In Trial Notes on October 28, 2008 at 8:34 pm

 

Prince Philemon Ebiesuwa

Attorneys for the plaintiffs called their first witness–Prince Philemon Ebiesuwa–an Ilaje community leader.  Ebiesuwa testified on the traditional hierarchy of Ilaje society: from youths (aged 18-45), elders, chiefs, baale (community leaders) and the king or Olubo.

He also elaborated on the federated structure of the Nigerian government under the past dictatorships. This fact set is relevant in establishing how community associations such as Concerned Citizens of Ilaje (CIC) gained recognition as a legitimate representative of the Ilaje people.  On this point, the witness noted that Chevron practiced a ‘divide and rule’ strategy in ‘accrediting’ certain community groups as legitimate  negotiating partners and excluding others, specifically the CIC.  This marginalization was one of the key motivating factors in the platform occupation.

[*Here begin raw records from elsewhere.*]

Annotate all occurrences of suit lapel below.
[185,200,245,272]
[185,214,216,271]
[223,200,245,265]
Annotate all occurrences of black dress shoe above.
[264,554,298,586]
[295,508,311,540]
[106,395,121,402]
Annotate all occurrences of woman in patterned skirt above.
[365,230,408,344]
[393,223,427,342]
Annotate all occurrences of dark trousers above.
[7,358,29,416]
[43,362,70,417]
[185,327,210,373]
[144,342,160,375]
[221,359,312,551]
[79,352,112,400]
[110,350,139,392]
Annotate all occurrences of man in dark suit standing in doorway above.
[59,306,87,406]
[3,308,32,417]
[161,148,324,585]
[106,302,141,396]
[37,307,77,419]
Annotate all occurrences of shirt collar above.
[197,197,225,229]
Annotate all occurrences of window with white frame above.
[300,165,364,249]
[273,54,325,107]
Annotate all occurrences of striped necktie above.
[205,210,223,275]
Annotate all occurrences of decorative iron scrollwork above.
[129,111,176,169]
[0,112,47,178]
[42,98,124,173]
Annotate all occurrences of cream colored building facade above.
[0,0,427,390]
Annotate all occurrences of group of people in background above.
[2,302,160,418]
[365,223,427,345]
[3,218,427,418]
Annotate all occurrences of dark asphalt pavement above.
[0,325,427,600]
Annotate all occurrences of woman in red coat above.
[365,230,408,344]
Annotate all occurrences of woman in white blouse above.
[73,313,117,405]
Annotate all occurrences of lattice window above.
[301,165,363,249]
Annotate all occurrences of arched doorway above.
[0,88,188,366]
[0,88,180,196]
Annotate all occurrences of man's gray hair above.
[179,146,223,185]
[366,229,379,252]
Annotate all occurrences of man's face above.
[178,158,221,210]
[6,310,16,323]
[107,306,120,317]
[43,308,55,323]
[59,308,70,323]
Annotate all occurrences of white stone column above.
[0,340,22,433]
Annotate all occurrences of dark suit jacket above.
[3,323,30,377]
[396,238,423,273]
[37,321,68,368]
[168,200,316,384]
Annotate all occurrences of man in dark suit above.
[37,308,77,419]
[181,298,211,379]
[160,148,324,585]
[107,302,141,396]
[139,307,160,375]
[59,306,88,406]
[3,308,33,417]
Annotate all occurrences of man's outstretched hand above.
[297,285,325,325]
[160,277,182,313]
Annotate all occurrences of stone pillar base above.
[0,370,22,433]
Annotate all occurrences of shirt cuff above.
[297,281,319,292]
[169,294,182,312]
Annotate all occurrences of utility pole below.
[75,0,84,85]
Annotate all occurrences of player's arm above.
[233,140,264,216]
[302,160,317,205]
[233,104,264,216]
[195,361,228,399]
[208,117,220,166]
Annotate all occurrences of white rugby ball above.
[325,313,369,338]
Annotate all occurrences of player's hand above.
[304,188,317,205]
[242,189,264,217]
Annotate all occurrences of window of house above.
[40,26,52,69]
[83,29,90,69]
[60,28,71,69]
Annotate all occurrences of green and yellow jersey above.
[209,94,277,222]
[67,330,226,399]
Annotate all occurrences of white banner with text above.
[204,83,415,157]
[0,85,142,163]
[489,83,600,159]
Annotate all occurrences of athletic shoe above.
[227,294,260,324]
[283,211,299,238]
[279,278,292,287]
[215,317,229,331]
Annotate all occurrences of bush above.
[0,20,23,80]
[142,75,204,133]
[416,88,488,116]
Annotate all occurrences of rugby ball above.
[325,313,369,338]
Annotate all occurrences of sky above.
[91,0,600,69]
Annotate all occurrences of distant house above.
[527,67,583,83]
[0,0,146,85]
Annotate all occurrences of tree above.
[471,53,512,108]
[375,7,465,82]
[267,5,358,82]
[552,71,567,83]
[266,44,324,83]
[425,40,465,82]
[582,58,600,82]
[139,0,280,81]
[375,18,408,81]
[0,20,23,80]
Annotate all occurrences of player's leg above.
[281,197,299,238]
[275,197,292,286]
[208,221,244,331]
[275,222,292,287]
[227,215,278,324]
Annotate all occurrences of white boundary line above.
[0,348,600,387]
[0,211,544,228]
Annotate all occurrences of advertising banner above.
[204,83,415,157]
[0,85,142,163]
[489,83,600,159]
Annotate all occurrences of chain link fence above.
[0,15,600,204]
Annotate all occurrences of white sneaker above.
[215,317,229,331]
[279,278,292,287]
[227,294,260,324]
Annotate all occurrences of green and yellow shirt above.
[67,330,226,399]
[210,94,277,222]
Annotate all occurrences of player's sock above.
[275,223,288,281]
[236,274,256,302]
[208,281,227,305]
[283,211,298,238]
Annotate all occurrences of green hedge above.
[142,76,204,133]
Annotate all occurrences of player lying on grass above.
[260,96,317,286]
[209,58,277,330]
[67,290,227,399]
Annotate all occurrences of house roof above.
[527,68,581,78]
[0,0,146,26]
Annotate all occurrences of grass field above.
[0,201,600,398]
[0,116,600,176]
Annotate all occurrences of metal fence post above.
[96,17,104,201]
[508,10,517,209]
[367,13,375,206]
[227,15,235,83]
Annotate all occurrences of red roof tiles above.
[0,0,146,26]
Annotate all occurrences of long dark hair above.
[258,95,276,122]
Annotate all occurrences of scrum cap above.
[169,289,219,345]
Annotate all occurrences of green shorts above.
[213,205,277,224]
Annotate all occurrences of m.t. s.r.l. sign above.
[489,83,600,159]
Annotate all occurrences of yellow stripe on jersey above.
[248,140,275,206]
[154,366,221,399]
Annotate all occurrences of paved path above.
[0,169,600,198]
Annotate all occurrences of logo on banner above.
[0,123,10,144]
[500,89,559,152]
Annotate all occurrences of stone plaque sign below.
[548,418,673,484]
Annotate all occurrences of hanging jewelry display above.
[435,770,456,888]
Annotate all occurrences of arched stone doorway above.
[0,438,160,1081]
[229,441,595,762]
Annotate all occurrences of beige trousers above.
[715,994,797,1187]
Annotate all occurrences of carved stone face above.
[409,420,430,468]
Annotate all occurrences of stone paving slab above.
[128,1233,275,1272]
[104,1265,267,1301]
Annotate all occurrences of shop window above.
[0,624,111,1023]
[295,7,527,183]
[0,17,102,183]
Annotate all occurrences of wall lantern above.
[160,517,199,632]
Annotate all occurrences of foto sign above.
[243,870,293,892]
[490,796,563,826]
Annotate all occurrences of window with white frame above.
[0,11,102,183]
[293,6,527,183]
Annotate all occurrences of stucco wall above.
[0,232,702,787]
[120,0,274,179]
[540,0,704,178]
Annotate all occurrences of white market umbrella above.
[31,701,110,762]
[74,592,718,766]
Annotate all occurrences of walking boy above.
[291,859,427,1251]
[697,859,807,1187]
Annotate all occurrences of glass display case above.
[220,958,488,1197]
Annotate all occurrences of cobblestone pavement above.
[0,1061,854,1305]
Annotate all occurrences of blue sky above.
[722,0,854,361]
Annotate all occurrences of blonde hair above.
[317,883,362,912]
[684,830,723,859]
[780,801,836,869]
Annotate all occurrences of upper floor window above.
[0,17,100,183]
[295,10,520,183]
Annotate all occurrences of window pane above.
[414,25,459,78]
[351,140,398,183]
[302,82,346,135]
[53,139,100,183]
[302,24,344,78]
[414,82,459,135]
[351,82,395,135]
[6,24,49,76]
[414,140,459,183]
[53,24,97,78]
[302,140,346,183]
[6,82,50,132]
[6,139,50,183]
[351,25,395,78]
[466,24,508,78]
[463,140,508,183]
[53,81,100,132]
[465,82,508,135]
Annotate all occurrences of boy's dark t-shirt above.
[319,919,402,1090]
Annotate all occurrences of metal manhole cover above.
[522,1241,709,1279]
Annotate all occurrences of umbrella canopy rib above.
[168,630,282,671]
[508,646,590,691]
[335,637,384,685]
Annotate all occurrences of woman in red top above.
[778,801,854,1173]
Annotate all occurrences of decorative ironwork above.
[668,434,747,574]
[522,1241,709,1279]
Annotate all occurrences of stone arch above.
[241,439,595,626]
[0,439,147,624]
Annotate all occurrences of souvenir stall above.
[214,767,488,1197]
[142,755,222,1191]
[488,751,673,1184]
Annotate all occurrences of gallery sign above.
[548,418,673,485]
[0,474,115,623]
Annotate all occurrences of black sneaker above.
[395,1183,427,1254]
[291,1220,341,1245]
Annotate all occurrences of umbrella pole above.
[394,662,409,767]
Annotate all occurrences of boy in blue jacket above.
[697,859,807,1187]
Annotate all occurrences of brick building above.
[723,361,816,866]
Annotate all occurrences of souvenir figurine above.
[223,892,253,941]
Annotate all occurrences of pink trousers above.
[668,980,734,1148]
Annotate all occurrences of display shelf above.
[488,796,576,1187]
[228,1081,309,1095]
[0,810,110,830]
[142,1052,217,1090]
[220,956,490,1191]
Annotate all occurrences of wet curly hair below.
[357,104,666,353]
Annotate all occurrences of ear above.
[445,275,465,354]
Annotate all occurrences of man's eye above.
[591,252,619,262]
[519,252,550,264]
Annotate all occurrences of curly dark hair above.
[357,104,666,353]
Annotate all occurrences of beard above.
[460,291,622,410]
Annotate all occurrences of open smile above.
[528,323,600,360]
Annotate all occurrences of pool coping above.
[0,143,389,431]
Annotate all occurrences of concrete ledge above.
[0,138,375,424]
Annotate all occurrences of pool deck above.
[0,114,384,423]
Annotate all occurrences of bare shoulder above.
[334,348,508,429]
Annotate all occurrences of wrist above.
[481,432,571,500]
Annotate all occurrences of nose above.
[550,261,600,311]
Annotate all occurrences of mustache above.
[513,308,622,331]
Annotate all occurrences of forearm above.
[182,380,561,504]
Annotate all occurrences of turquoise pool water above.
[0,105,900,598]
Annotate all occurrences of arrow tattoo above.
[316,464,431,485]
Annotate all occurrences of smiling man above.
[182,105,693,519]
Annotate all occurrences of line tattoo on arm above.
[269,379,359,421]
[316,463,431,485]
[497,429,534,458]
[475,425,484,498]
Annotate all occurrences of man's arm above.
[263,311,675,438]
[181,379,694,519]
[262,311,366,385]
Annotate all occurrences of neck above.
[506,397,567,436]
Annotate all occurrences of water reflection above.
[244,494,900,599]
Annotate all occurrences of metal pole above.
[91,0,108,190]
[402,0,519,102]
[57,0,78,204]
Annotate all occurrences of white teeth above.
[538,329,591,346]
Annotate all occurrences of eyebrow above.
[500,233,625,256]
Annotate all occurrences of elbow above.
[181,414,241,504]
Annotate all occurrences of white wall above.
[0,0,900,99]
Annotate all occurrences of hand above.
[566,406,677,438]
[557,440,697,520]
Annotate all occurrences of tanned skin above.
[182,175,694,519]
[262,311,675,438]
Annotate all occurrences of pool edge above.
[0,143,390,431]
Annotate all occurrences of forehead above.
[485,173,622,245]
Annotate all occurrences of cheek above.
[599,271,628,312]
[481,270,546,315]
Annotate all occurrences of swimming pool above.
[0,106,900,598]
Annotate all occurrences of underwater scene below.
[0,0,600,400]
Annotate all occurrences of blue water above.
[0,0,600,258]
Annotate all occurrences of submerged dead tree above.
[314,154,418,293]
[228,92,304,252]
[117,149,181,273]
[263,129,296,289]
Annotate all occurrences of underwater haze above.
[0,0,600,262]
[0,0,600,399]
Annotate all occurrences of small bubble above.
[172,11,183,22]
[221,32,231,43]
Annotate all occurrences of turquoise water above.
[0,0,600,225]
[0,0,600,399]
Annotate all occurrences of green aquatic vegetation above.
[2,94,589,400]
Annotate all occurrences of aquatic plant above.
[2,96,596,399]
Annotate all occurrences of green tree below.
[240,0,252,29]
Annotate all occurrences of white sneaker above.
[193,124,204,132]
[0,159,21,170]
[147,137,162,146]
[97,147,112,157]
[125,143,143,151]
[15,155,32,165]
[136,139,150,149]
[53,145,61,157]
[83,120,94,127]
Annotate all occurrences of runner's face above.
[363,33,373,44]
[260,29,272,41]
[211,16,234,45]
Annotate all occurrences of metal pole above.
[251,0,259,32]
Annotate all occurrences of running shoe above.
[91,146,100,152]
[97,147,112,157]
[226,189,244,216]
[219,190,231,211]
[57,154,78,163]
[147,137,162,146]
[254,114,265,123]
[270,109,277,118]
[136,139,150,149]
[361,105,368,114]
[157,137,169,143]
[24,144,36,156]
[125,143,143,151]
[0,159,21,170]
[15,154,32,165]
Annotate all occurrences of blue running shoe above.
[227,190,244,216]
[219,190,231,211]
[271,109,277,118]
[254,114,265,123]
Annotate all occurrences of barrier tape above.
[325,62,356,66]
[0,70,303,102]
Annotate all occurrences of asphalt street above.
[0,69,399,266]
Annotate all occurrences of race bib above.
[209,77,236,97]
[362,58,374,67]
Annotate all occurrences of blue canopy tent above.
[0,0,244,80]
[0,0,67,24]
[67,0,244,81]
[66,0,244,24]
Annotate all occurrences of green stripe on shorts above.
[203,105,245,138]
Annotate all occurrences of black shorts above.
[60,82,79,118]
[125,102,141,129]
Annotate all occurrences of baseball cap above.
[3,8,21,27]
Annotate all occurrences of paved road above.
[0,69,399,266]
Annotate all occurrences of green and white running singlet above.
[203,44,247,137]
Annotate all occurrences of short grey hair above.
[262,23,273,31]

Under questioning by counsel for the plaintiffs, Mr. Ebiesuwa spoke at length about his educational and professional background in  geology and oil extraction.  He also testified about the environmental impact  of dredging, gas flares, sea incursion, salination and oil spills on the ecosystem of the Ilaje lands.

State of Mind

Mr. Ebiesuwa’s testimony was interrupted by numerous objections by counsel for Chevron.  What became immediately clear was the defense’s intention to object to any evidence speaking to the environmental degradation of the Niger Delta.

Judge Illston made it explicitly clear to the jury that evidence on the environmental impact could be considered in order to establish the state of mind of the plaintiffs when they carried out their actions on the Parabe barge.  Despite the ruling on admissibility, the defense continued to object–perhaps to cast doubt on the environmental claims in the minds of the jurors.

Possibly the most interesting aspect of Mr. Ebiesuwa’s testimony touched on the content of the letters written by his organization, the CIC, to Chevron in the months before the Parabe incident.  Mr. Ebiesuwa insisted that the letters expressed the CIC peaceful intentions and were merely solicitations to Chevron to negotiate with the group and cease marginalizing them. Unfortunately, those intentions were unclear on first reading of the letters.  Through their questions, counsel tried to defuse  the inflammatory tone of the letters–it remains to be seen how effective they were.

With lines like–“If Chevron fails to heed this advice…it could lead to mass riot,” “Which language do you now understand? Is it violence or sea piracy, war or peace? You are at liberty to choose any of the options mentioned above.”–the CIC’s letters seemed to undermine Mr. Ebiewusa’s assertions.

In cross-examination, counsel for the defendants gleefully leaped on these extracts and on Mr. Ebiewusa’s attempt to explain the harsh tone of the letters by comparing it to a parent telling a child they will get a spanking if they continue their behavior. Chevron’s attorney (name??) kept repeating the questions “Is a mass riot peaceful protest?”  “Did you compare a riot to a spanking?”

Mr. Ebiewusa–whose English was excellent, if at times strained–was at pains to explain that the letter-writers’ intention was to encourage Chevron to negotiate in order to prevent a heightening of tensions. Under counsel’s pointed cross-examination this language may well have taken on a threatening undertone for the jurors.

The cross-examination pushed hard against Mr. Ebiewusa–an effort which I believe was aimed at provoking him to anger.  Maybe Chevron’s attorneys thought that the sight of an angered Nigerian, speaking in a foreign accent and wearing foreign dress would support their effort to paint the Ilaje protesters as ‘violent sea pirates’.

Mr. Ebiewusa and counsel for the plaintiffs managed to end with one poignant rebuttal: Nigeria does indeed have sea pirates, but do pirates submit petitions with the signatures of bishops and pastors? Do pirates conduct book-length scholarly environmental impact assessments and submit them to government officials? 

Professor Michael Watts

The second witness was Michael Watts, a UC Berkeley professor of African Development.  We only heard about 30 minutes of Michael Watts testimony, so I will lump it in with its conclusion in tomorrow’s summary.